Member of the People's Assembly for Homs
- Incumbent
- Assumed office 5 October 2025

Personal details
- Born: Abdullah Muhammad Khaled Ghannoum 1978 (age 47–48) Homs, Syria
- Party: Independent
- Education: Al-Azhar University Damascus University

= Abdullah Ghannoum =

Syrian Islamic scholar and politician (born 1978)

Abdullah Muhammad Khaled Ghannoum (عبد الله محمد خالد غنوم; born 1978) is a Syrian Islamic scholar, activist and politician who has served as a member of the People's Assembly for the constituency of Homs since October 2025. Before entering parliament, he was involved in humanitarian and educational initiatives in opposition-held Syria and served as chairman of the Al-Bunyan Humanitarian Association.

==Biography==
Ghannoum was born in Homs in 1978. He received his early religious education at the Khalid ibn al-Walid Mosque Scientific Institute in his native city before continuing his studies at the al-Fath Islamic Institute in Damascus. He subsequently travelled to Egypt, where he studied at the Faculty of Sharia at Al-Azhar University in Cairo, one of the leading centres of Sunni Islamic learning in the Arab world. Alongside his religious studies, Ghannoum pursued higher education in Syria and studied education at Damascus University. In 2009, he obtained a master's degree in Usul al-Fiqh (Principles of Islamic Jurisprudence).

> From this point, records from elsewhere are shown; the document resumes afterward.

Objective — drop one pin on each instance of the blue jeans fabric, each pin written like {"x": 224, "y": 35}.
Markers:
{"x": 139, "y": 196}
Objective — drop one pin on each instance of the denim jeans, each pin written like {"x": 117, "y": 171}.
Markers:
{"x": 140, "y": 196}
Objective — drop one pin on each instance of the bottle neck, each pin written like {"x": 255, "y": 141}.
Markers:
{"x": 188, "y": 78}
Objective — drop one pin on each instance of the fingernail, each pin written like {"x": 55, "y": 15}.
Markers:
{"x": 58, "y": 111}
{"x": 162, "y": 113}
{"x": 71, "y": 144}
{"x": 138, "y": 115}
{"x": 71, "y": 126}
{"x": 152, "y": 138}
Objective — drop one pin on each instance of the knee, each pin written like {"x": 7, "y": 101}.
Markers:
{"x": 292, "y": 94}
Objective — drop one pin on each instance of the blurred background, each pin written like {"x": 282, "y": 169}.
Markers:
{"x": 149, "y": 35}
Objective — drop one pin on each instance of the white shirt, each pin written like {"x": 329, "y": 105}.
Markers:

After the outbreak of the Syrian revolution in 2011 and the subsequent civil war, Ghannoum became involved in humanitarian relief and educational initiatives in opposition-held areas of Syria. He participated in the establishment of several charitable and educational organizations, including the Al-Bunyan Humanitarian Association, the Rayhan Association, and the Basair Educational Foundation. During the conflict, he also contributed to the establishment of the Homs Sharia Council, which sought to coordinate religious and civil affairs in opposition-controlled areas of the governorate.

Following the fall of the Assad regime in December 2024 and the subsequent political transition, Ghannoum entered formal politics as an independent candidate in Homs Governorate. In the 2025 parliamentary election, he was elected to the People's Assembly representing the constituency of Homs in October 2025.